Il miracolo di Maddaloni
In Fratelli d’Italia a cantare vittoria, confermando le previsioni, è Vincenzo Santangelo, consigliere regionale uscente. Santangelo da anni ha compreso di non essere una macchina da preferenze e sapeva bene che, per centrare l’obiettivo della rielezione, avrebbe avuto bisogno di aiuto. Così ha focalizzato gli sforzi sulla sua città, quella di Maddaloni, riuscendo a compiere il miracolo di accordarsi con il sindaco Andrea De Filippo. Perchè lo chiamiamo miracolo? Perchè in politica la regola è non rispettare i patti e millantare credito di cui in genere non si dispone. De Filippo si è invece dimostrato un uomo d’onore mettendo in riga tutto il Comune e facendo volare a 5.596 voti il risultato di Santangelo. A Maddaloni FdI arriva al 42,53%, il centrodestra al 58,94% e Cirielli al 56,60%. Numeri che hanno permesso a Santangelo di schiacciare letteralmente gli altri candidati della lista a partire da Luigi Roma sponsorizzato a spron battuto dagli onorevoli Cangiano, Cerreto e Petrenga. Dal punto di vista delle disfide locali il risultato maddalonese sarebbe stato irripetibile per Santangelo che pure ha beneficiato dei rappresentanti locali come a Caserta, dove contro tutto il partito si è battuto Pasquale Napoletano, che ci ha visto lungo e ha contribuito al risultato cittadino dell’uscente che ha ottenuto 816 voti.
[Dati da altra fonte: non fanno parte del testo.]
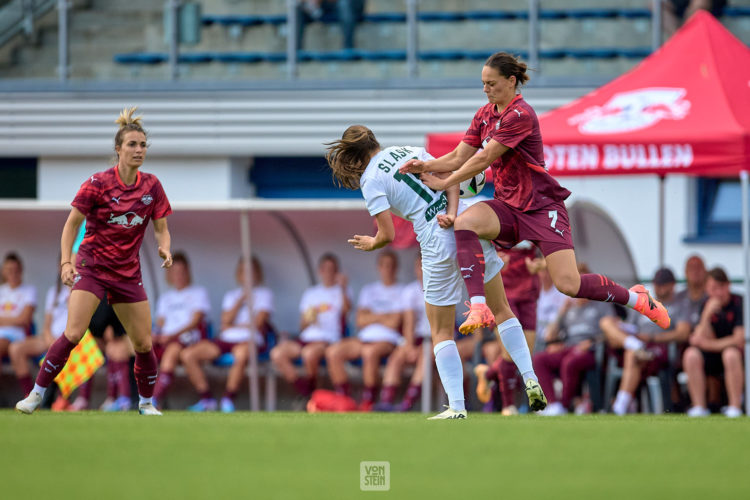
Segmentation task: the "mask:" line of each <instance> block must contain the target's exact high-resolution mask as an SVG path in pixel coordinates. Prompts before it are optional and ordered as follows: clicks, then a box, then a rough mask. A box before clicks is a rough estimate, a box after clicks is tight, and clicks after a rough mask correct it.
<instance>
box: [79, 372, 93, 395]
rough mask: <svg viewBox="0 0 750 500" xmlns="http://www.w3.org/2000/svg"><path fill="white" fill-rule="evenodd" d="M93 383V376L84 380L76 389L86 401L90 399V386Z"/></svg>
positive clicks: (91, 387)
mask: <svg viewBox="0 0 750 500" xmlns="http://www.w3.org/2000/svg"><path fill="white" fill-rule="evenodd" d="M93 385H94V376H93V375H92V376H91V378H90V379H88V380H87V381H86V382H84V383H83V384H82V385H81V387H80V388H79V389H78V395H79V396H80V397H82V398H83V399H85V400H86V401H91V388H92V386H93Z"/></svg>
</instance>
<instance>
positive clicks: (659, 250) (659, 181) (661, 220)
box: [659, 174, 665, 268]
mask: <svg viewBox="0 0 750 500" xmlns="http://www.w3.org/2000/svg"><path fill="white" fill-rule="evenodd" d="M664 220H665V219H664V174H662V175H660V176H659V268H662V267H664V244H665V243H664V239H665V237H664V228H665V222H664Z"/></svg>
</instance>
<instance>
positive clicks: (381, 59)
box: [353, 49, 406, 61]
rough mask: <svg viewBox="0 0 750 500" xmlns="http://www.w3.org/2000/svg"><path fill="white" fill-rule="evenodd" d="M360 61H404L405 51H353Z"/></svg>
mask: <svg viewBox="0 0 750 500" xmlns="http://www.w3.org/2000/svg"><path fill="white" fill-rule="evenodd" d="M353 50H354V52H355V53H356V54H357V55H358V56H359V58H360V59H362V60H365V61H405V60H406V51H405V50H398V49H395V50H363V49H353Z"/></svg>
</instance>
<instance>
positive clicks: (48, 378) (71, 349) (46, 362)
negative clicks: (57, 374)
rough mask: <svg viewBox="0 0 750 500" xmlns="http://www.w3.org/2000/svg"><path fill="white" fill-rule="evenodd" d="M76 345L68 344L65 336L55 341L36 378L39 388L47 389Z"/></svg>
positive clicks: (55, 376) (72, 344)
mask: <svg viewBox="0 0 750 500" xmlns="http://www.w3.org/2000/svg"><path fill="white" fill-rule="evenodd" d="M75 346H76V344H73V343H72V342H70V341H69V340H68V339H67V337H65V335H60V336H59V337H58V338H57V340H55V342H54V343H53V344H52V345H51V346H50V348H49V350H48V351H47V355H46V356H45V357H44V362H43V363H42V368H41V370H39V374H38V375H37V376H36V383H37V385H38V386H40V387H45V388H46V387H49V385H50V384H51V383H52V381H53V380H55V377H57V374H58V373H60V371H62V369H63V367H64V366H65V363H66V362H67V361H68V356H70V351H72V350H73V349H74V348H75Z"/></svg>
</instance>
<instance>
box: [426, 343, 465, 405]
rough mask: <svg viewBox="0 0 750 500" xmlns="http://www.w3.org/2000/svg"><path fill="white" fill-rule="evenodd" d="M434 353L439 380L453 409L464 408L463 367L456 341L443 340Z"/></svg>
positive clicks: (437, 345)
mask: <svg viewBox="0 0 750 500" xmlns="http://www.w3.org/2000/svg"><path fill="white" fill-rule="evenodd" d="M433 352H434V353H435V364H436V365H437V367H438V374H439V375H440V381H441V382H442V383H443V388H444V389H445V392H446V394H448V401H449V402H450V407H451V409H453V410H456V411H461V410H465V409H466V406H465V402H464V368H463V365H462V364H461V356H459V354H458V348H457V347H456V342H455V341H453V340H443V341H442V342H439V343H438V344H437V345H436V346H435V347H434V349H433Z"/></svg>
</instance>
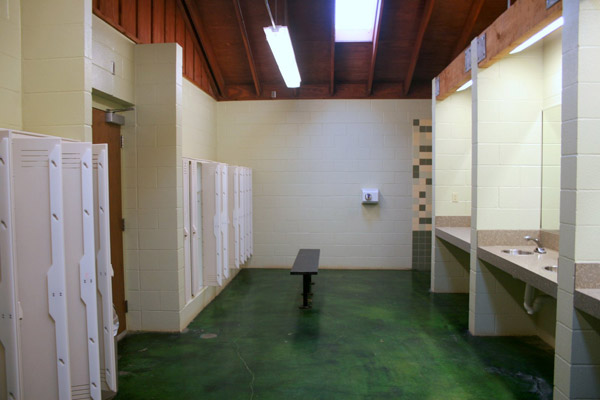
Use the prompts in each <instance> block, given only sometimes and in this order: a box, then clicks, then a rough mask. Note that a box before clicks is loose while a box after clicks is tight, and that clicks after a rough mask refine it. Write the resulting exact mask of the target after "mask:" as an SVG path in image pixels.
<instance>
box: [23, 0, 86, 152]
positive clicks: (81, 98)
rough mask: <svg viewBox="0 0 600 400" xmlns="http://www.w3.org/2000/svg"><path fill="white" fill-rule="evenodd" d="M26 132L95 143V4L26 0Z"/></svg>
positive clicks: (23, 47) (24, 105)
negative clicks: (93, 74) (94, 21)
mask: <svg viewBox="0 0 600 400" xmlns="http://www.w3.org/2000/svg"><path fill="white" fill-rule="evenodd" d="M21 17H22V54H23V65H22V76H23V86H22V87H23V129H24V130H27V131H31V132H38V133H45V134H50V135H57V136H61V137H66V138H72V139H77V140H85V141H90V142H91V140H92V77H91V71H92V68H91V67H92V1H91V0H67V1H61V2H55V1H22V2H21Z"/></svg>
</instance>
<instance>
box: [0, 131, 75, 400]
mask: <svg viewBox="0 0 600 400" xmlns="http://www.w3.org/2000/svg"><path fill="white" fill-rule="evenodd" d="M11 156H12V157H11V158H12V164H11V169H12V171H13V189H14V192H13V201H14V205H15V207H14V221H15V226H14V228H15V229H14V232H15V237H14V245H15V254H14V255H15V261H16V266H17V269H16V275H17V294H18V296H19V298H18V300H19V302H20V306H21V307H20V308H21V309H22V311H23V313H22V319H21V320H20V321H19V324H20V336H19V342H20V343H19V344H20V351H21V363H22V364H21V370H22V371H23V372H24V374H23V375H22V389H23V392H22V394H21V396H22V398H23V399H55V398H58V399H59V400H65V399H70V398H71V379H70V365H69V327H68V323H67V299H66V279H65V258H64V256H65V255H64V244H65V243H64V232H63V203H62V200H63V199H62V197H63V196H62V168H61V164H62V160H61V142H60V140H59V139H13V141H12V152H11ZM32 249H35V251H32Z"/></svg>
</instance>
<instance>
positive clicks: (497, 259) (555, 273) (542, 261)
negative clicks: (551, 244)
mask: <svg viewBox="0 0 600 400" xmlns="http://www.w3.org/2000/svg"><path fill="white" fill-rule="evenodd" d="M509 248H510V249H520V250H528V251H533V249H534V248H533V247H532V246H482V247H479V248H478V249H477V257H479V258H480V259H482V260H483V261H487V262H488V263H490V264H492V265H493V266H495V267H497V268H500V269H501V270H503V271H504V272H507V273H509V274H511V275H512V276H513V277H515V278H517V279H520V280H522V281H523V282H525V283H529V284H530V285H532V286H533V287H535V288H536V289H539V290H541V291H542V292H544V293H546V294H549V295H550V296H552V297H554V298H556V291H557V286H558V285H557V279H558V273H557V272H552V271H546V270H545V269H544V268H543V267H544V266H546V265H558V252H557V251H554V250H550V249H546V250H547V253H546V254H537V253H533V254H531V255H519V256H517V255H510V254H506V253H503V252H502V250H505V249H509Z"/></svg>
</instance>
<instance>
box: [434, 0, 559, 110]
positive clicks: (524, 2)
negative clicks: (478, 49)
mask: <svg viewBox="0 0 600 400" xmlns="http://www.w3.org/2000/svg"><path fill="white" fill-rule="evenodd" d="M561 15H562V1H559V2H558V3H556V4H554V5H553V6H552V7H550V8H549V9H546V0H519V1H517V2H516V3H514V4H513V5H512V6H511V7H510V8H509V9H508V10H506V11H505V12H504V13H503V14H502V15H500V17H498V18H497V19H496V21H494V23H492V24H491V25H490V26H489V27H488V28H487V29H486V30H485V31H484V32H483V33H485V35H486V41H487V43H486V58H484V59H483V60H482V61H481V62H479V67H481V68H487V67H490V66H491V65H493V64H494V63H495V62H496V61H498V60H500V59H502V58H503V57H505V56H506V55H507V54H508V53H510V51H511V50H512V49H514V48H515V47H517V46H518V45H520V44H521V43H523V42H524V41H525V40H527V39H529V38H530V37H531V36H533V35H534V34H535V33H537V32H539V31H540V30H541V29H542V28H543V27H545V26H546V25H548V24H549V23H550V22H552V21H554V20H555V19H557V18H559V17H560V16H561ZM483 33H482V34H483ZM464 70H465V52H464V51H463V52H462V53H461V54H459V55H458V56H457V57H456V58H455V59H454V61H452V62H451V63H450V64H449V65H448V66H447V67H446V68H445V69H444V70H443V71H442V72H441V73H440V75H439V76H438V77H439V79H440V94H439V95H438V96H437V97H436V100H437V101H441V100H444V99H445V98H446V97H448V96H450V95H451V94H452V93H453V92H454V91H455V90H456V89H458V88H459V87H460V86H461V85H462V84H463V83H465V82H467V81H468V80H469V79H471V73H470V72H467V73H465V72H464Z"/></svg>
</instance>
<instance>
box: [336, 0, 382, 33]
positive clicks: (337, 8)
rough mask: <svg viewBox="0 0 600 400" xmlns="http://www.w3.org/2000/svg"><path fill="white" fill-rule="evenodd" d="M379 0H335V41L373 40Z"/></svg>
mask: <svg viewBox="0 0 600 400" xmlns="http://www.w3.org/2000/svg"><path fill="white" fill-rule="evenodd" d="M378 1H379V0H335V41H336V42H372V41H373V29H374V27H375V14H376V13H377V2H378Z"/></svg>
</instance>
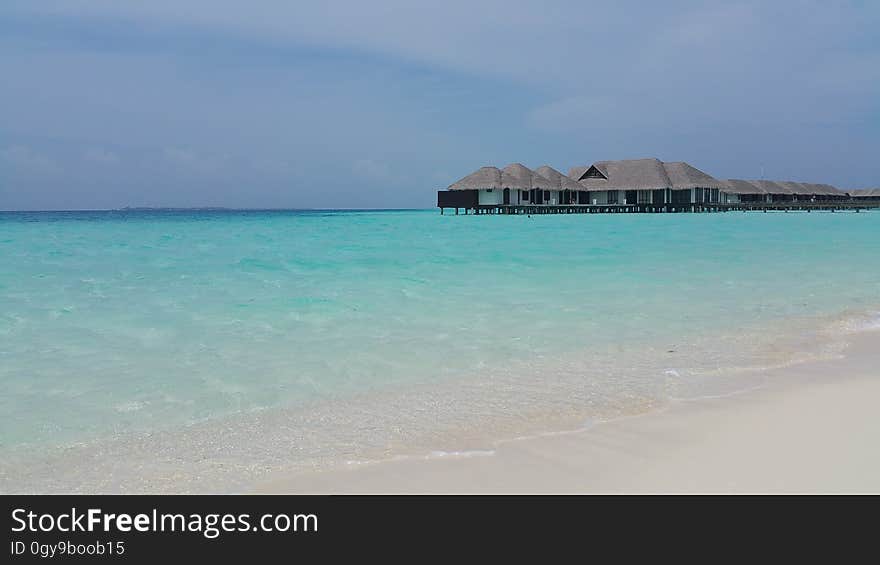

Voti che pesano in vista delle comunali sono anche i 253 consensi ottenuti da Santangelo a Casagiove dove ha potuto contare sull’apporto di una vera e propria ‘mosca bianca’, la funzionaria comunale Mena Vozza che è stata l’unica supporter in città di Santangelo e che non ha mai nascosto l’intenzione di correre per la fascia tricolore.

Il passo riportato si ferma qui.